Sabrina Pasterski: The Physicist Who Pioneered Celestial Holography
- Elle

- Dec 6, 2025
- 10 min read

At age 14, most teenagers are worrying about getting their learner's permit. Sabrina González Pasterski was already flying a single-engine airplane she'd built herself. By 22, she'd graduated at the top of her class from MIT with a perfect 5.0 GPA and was working on physics problems so complex that Stephen Hawking cited her research. Now at 32, she's leading a team of physicists at one of the world's premier research institutes, pioneering an entirely new approach to understanding the universe through something called Celestial Holography.
Pasterski's trajectory reads like fiction, except it's real. And what makes her story even more remarkable is how she's done it all while staying remarkably grounded, shunning social media, and maintaining a fierce focus on the work itself rather than the attention.
Let's dive into the story of a first-generation Cuban-American from Chicago who's redefining what's possible in high-energy theoretical physics.
The Girl Who Built a Plane
Sabrina González Pasterski was born on June 3, 1993, in Chicago to an engineering family. Her fascination with flight started early. At age 9, she took her first airplane ride and was immediately hooked on understanding how these machines worked.
By age 10, she wasn't just reading about airplanes, she was rebuilding a plane engine. When she turned 10, her grandfather gave her a Cessna 150 airplane as a gift. Most kids that age would be thrilled just to sit in it. Pasterski decided to completely rebuild it.
Over the next few years, with help from a mechanic and encouragement from her family, she worked on constructing the frame for a new aircraft and rebuilding the engine. She documented the entire process on video. By age 12, she had built a complete fixed-wing single-engine aircraft.
On June 1, 2007, two days before her 14th birthday, Pasterski flew the plane solo in Canada. She later received special FAA permission to fly it in the United States despite her age, with the FAA making exceptions for the hundreds of modifications she'd made to the aircraft. On August 24, 2009, at age 16, she conducted her first solo flight in the U.S., becoming the youngest person in the country to build and fly their own aircraft.

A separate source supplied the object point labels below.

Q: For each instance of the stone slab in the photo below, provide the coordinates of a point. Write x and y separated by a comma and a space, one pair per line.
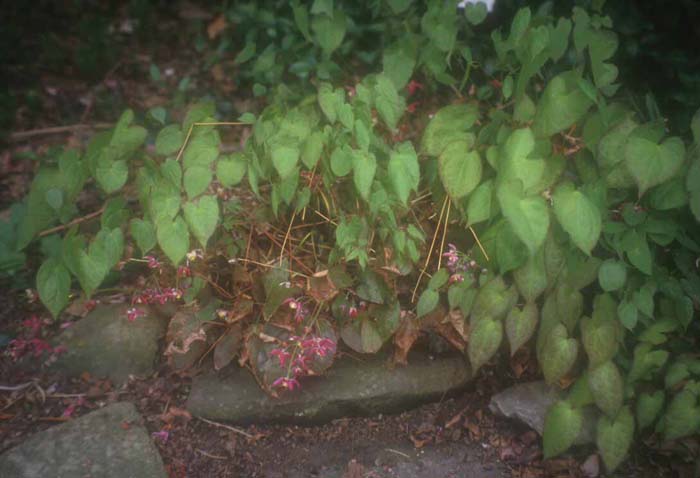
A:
105, 344
350, 388
107, 443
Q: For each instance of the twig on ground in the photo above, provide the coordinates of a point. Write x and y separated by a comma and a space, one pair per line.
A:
22, 135
227, 427
209, 455
78, 220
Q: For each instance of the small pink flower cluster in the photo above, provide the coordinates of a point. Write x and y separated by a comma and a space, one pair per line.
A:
458, 264
152, 296
32, 343
184, 271
134, 313
300, 310
297, 355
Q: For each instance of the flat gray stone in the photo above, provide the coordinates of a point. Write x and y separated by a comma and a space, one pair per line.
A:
106, 345
97, 445
349, 388
529, 402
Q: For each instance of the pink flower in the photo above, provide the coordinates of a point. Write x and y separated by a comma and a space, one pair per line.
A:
152, 262
413, 86
34, 324
282, 356
184, 271
134, 313
287, 383
161, 435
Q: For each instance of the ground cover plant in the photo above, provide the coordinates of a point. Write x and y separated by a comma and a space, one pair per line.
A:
536, 209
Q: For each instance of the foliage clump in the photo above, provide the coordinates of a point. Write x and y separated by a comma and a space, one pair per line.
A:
572, 221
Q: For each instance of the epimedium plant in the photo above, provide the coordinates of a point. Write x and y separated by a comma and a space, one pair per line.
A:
572, 225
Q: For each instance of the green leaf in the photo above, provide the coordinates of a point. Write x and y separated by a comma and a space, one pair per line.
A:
439, 279
54, 198
628, 314
637, 249
682, 417
651, 163
389, 104
480, 203
202, 217
330, 101
399, 60
484, 340
579, 217
600, 339
364, 166
144, 233
528, 216
649, 405
558, 354
612, 275
403, 170
449, 124
200, 152
531, 278
197, 180
171, 170
614, 438
173, 238
92, 266
111, 175
427, 302
562, 425
460, 169
329, 31
521, 326
646, 362
562, 104
231, 169
475, 12
169, 140
341, 161
285, 157
301, 18
493, 300
693, 186
607, 386
53, 285
312, 149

She even founded Sabrina Aircraft Manufacturing based on this work. The aviation magazine Midwest Flyer dubbed her "the future of aviation."
But aviation, as impressive as it was, turned out to be just the beginning.
The Road to MIT: From Waitlist to Valedictorian
When Pasterski applied to MIT in 2010, she was waitlisted. For someone who'd already accomplished so much, this must have stung.
But then MIT professors Allen Haggerty and Earll Murman saw the video of her building the airplane. Haggerty later told Yahoo: "Our mouths were hanging open after we looked at it. Her potential is off the charts."
Pasterski was accepted off the waitlist and enrolled at MIT. Looking back on the experience, she told the Chicago Tribune: "It was an interesting experience because it might have actually pushed me a little bit to re-evaluate where I wanted to be. It was a bit of a blow. At some level, I'm glad that I didn't have a safety school, because if I had a safety school, I don't know if I could have pushed myself in off the wait list."
At MIT, Pasterski became the first MIT freshman ever named to the NASA January Operational Internship. She won the inaugural MIT Freshman Entrepreneurship Award. She spent time at Boeing's Phantom Works division. As a sophomore, she worked on the Compact Muon Solenoid experiment at the Large Hadron Collider at CERN.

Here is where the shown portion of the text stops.